Chapter 9: The Kingdom of Death

The house was empty one Sunday afternoon, and Alice could finally execute her plan. Her father had paperwork at the prefecture, and her mother was attending an invitation. Only Heloise the housekeeper remained, and she minded no one's business but her own. Alice filled a traveling bag with tools and supplies, and packed flasks of water and tin canisters of bread and cheese, in case she became lost in the catacombs' unfamiliar tunnels and needed the food to survive. When everything was ready, she wrapped herself in a coarse, woolen cloak, took up the traveling bag and a hurricane lamp, and left the house.

She paid a hansom cab to take her a few blocks from the Place Denfert-Rochereau, walking the rest of the way in order to conceal her destination from the driver. At this hour, most people were resting at home, and the weather had turned bitter cold, sending idle ramblers indoors.

The air at the cave-like entrance to the tomb was still, as it had been when she'd arrived with her father the morning after the murder. She could not forget the mysterious singing that had emanated from the crypt, and tilted her head to listen. No sound came from the grave but the gentle pulsing of air, like what one hears when putting one's ear to a conch shell. Glancing over her shoulder to be sure she wasn't seen, she slipped unnoticed into the Kingdom of Death.

First there were an unremarkable set of stairs that took her beneath the city. The icy wind blowing in the street immediately subsided, and the silence of the tomb settled like a thick blanket around her. Her footsteps were the only sound, echoing with a slow rhythm like dripping water as she descended the staircase. The stairs were so dark that she had to light her lamp before even reaching the bottom. At last the steep steps gave way to a long, straight corridor, although Alice couldn't see very far into the darkness ahead of her. Her own heartbeat roared in her ears in the deadly silence. She followed the narrow tunnel for a long time, pausing only to read her compass, which gave her direction as due west. When she reached an intersection, she stopped and set her bag and lantern on the earthen floor to carefully consider her choice. Which path should she take? One plate at the Bibliothèque had shown a narrow tunnel winding from the ossuary due north under the Seine. She again consulted her compass and finally chose a path.
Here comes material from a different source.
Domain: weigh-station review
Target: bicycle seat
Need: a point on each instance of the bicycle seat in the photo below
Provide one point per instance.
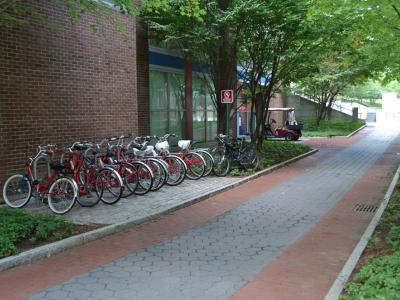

The corridor continued for at least a mile without any intersections, but it did not take a straight path either. When Alice examined her compass again, she was surprised to find that she had been completely turned around from the direction in which she had set out. Should she go back? Where was she?

The General Inspector of Quarries, an administration founded to make sense of this underground maze, had placed plaques at intervals along the walls to provide some direction for the IGC engineers. Alice's eyes traveled slowly along those walls in search of such a marker, and this is how she realized the full horror of where she was.

She was in a grave.

What she had presumed to be smooth, round stones protruding from the walls were actually human skulls, set in a mosaic of neatly piled bones—stacks of them, from the floor to the ceiling, and she did not know how far back the masses extended before meeting the true wall of the tomb. Their flesh had long since been eaten by worms, leaving nothing but yellowed bone. The dreadful skeletons lined the sides of the tunnel for as far as she could see in either direction.

The victims of the plague.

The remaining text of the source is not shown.